¡Cómo!
¿Qué se ha casado? Y pensar que lo dejé gozando de
buena salud.... Eso comentaba un malvado amigo del
periodista Jesús Hermida, cuando le dijer que a sus
62 años había decidido tener un adulterio decente y
una segunda reencarnación matrimonial con su novia
de 36 años. Ya se sabe: con la llegada del calor se
nos sube a la cabeza una fiebre de santos sacramentos
("mire, doctor -le decía una paciente a su
ginecólogo- es que cuando mi marido me administra el
santo sacramento no siento nada") o, en
definitiva, fiebre de ese voto de cohabitación
eterna tan pareceido al de la castidad.
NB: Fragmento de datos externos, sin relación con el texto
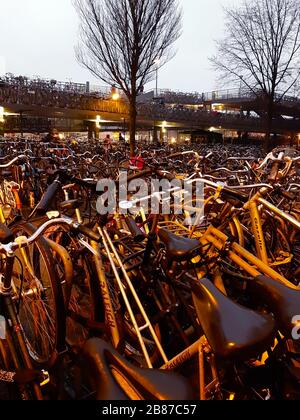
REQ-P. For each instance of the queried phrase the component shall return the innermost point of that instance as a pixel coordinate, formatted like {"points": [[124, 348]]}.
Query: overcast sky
{"points": [[38, 38]]}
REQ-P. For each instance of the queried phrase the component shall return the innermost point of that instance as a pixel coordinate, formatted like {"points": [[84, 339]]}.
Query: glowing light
{"points": [[115, 96], [1, 114], [98, 121]]}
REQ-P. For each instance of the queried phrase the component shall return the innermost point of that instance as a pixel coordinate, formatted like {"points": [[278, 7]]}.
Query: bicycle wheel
{"points": [[81, 296], [40, 298]]}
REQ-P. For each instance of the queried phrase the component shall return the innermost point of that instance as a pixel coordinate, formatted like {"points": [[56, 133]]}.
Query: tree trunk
{"points": [[132, 124], [269, 123]]}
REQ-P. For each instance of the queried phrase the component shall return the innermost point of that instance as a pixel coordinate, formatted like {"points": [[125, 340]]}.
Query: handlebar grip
{"points": [[274, 172], [141, 174], [235, 195], [89, 233], [162, 174], [287, 195], [175, 155], [47, 199], [135, 231]]}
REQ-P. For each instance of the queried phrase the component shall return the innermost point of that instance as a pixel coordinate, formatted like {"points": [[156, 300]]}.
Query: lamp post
{"points": [[157, 62]]}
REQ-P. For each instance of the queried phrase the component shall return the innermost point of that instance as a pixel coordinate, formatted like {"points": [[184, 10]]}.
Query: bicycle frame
{"points": [[15, 325], [256, 222]]}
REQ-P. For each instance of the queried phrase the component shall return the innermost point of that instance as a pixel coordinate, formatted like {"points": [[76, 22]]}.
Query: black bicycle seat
{"points": [[232, 331], [70, 204], [6, 235], [283, 301], [115, 379], [178, 248]]}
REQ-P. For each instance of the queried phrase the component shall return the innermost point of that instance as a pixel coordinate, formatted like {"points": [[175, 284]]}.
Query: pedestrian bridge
{"points": [[81, 105]]}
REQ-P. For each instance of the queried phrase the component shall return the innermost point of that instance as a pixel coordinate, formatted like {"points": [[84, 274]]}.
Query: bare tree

Prueba de
ello es que en los últimos días, tras un período
de matrimonio de prueba, que es algo así como
disfruta ahora, paga más tarde, también
representantes de otros gremios como Raúl en el de
la pelota, la "Spice" Victoria en el de la
música o Alexia de Grecia en el de la nobleza han
aceptado la esclavitud voluntaria. Los humanos
somos un misterio. Ni siquiera nos echamos atrás
sabiendo que es mucho más fácil quedar bien como
amantes que como maridos, porque es mucho más
llevadero ser oportunos e ingeniosos de vez en cuando
que todos los días. Palabra de Honoré de Balzac.
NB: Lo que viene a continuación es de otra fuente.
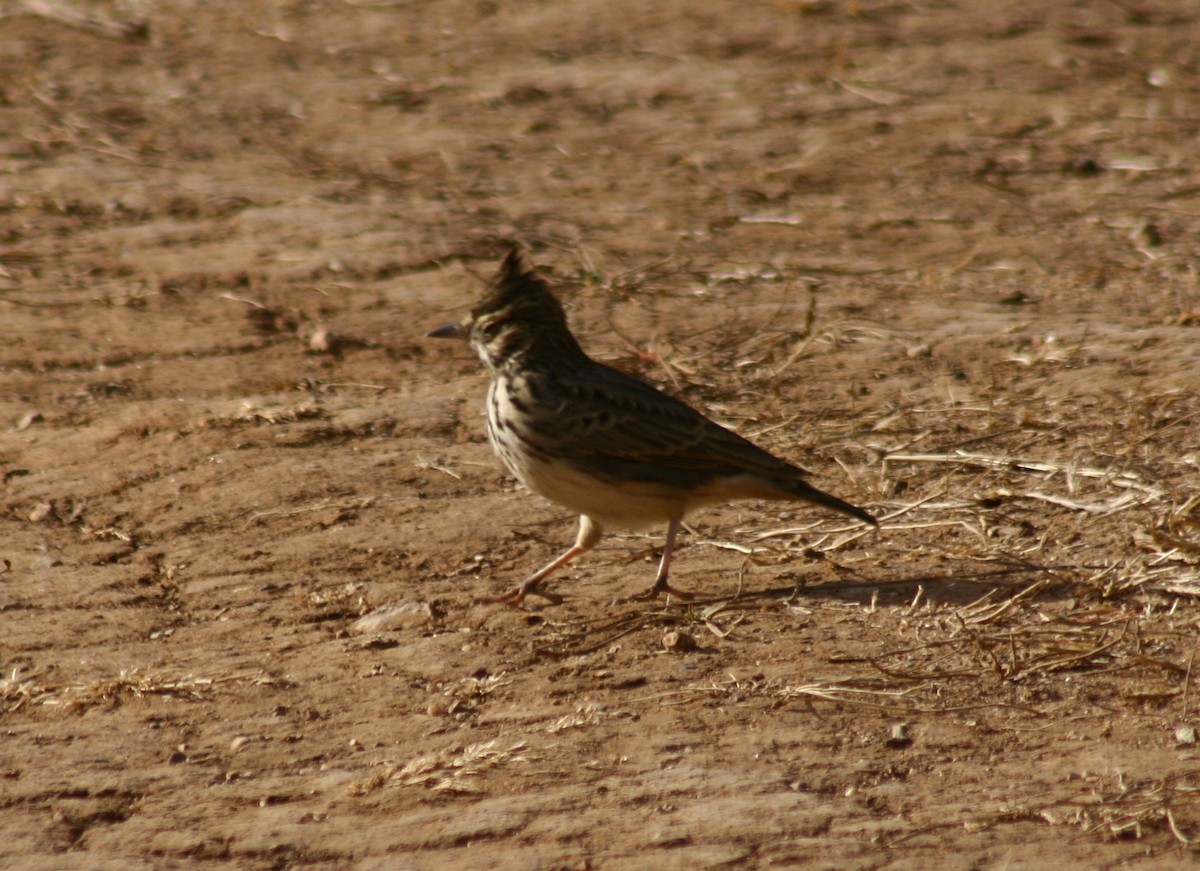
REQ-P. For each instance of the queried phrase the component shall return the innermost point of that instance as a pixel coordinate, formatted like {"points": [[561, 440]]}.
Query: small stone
{"points": [[678, 642], [394, 617], [900, 736], [41, 511]]}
Creo recordar que fue el Dr. Kovacs, ese ser
superdotado al que Hipócrates consideraría
discípulo predilecto, el que nos decía durante una
comida en su visita al Club Faro que él no pensaba
casarse por una razón de peso: si podía hacer feliz
a muchas mujeres, ¿porqué hacer infeliz a una sola?
Ya en
el siglo XVI, Etienne de la Boetie opinaba que el
contrato matrimonial era una monstruosa perversión
de la que la naturaleza no tenía culpa, y no hay
diccionario de citas célebres que no ponga como ropa
de Pascua a tal institución, sin que falte quienes
piensen que es una violación de los derechos humanos
y hasta una cuestión de mal gusto. Pero nos va la
marcha. Cierto es que el matrimonio a lo que ayuda es
a resolver los problemas que uno no tendría si no se
hubiera casado, cuestión de la que nos advirtió
Bernard Shaw, pero el arte de vivir consiste en
aprender a convivir con los problemas más que en
intentar eliminarlos. Incluso Oscar Wilde, que no
estaba por la labor de amar a las damas habiendo
varones, nos advertía de que único equilibrio de la
vida conyugal es que proporciona iguales decepciones
al marido y a la mujer. ¿Es una entrega de la
libertad y un aceptación de la pérdida de
identidad? a lo mejor, oye, pero Engels nos enseñó
que la libertad es el reconocimiento de la necesidad
y Lenin se preguntaba ¿libertad? ¿para qué?, mucho
después de que Séneca dictaminara que la única
libertad es la sabiduría.
El amor
no es sólo un consentimiento, sino también un arte
y a los brazos del amor nos lanzamos ciegos sin ver
los obstáculos, pero con alas para salvarlos, que
decía Jacinto Benavente. El amor nos lleva a donde
lo llevamos y la cosa está clara: hay que amar un
paisaje, una puesta de sol, una obra de arte, a un
hombre... pero hay que amar y siempre insatisfechos.
Amémonos
los unos a los otros y si es menester sobre los
otros, aunque sea entre cumbres borrascosas. Puede
que el amor sea una especie de servicio militar; lo
que es seguro es que como juraba Quevedo es fe y no
ciencia, y bien están unas dosis de fe en estos
tiempos, tan huérfanos de ella. Sabemos que la
pareja engorda y eso es malo, pero también que es
una institución contranatura y en ese morbo tiene
uno de sus principales atractivos. Carmen Alborch,
esa impresionante mujer madura que tuvimos de
ministra del acerbo cultural, escribió su libro
"Solas" para reivindicar las virtudes de la
soledad voluntaria en la mujer, y tal tesis sostiene
también Esther Vilar que, por cierto, considera que
el matrimonio es una inmoralidad. Pero ambas me han
comentado, aunque las dos tras la segunda copa de
albariño ante mesa y manteles, que disponer de modo
omnipotente del propio cuerpo tiene también un alto
precio. "Chico, es que soportar a un hombre de
por vida es una pesadez y aguantarlo un milagro, pero
de vez en cuando te apece volver a casa y tener a
alguien a quien criticar".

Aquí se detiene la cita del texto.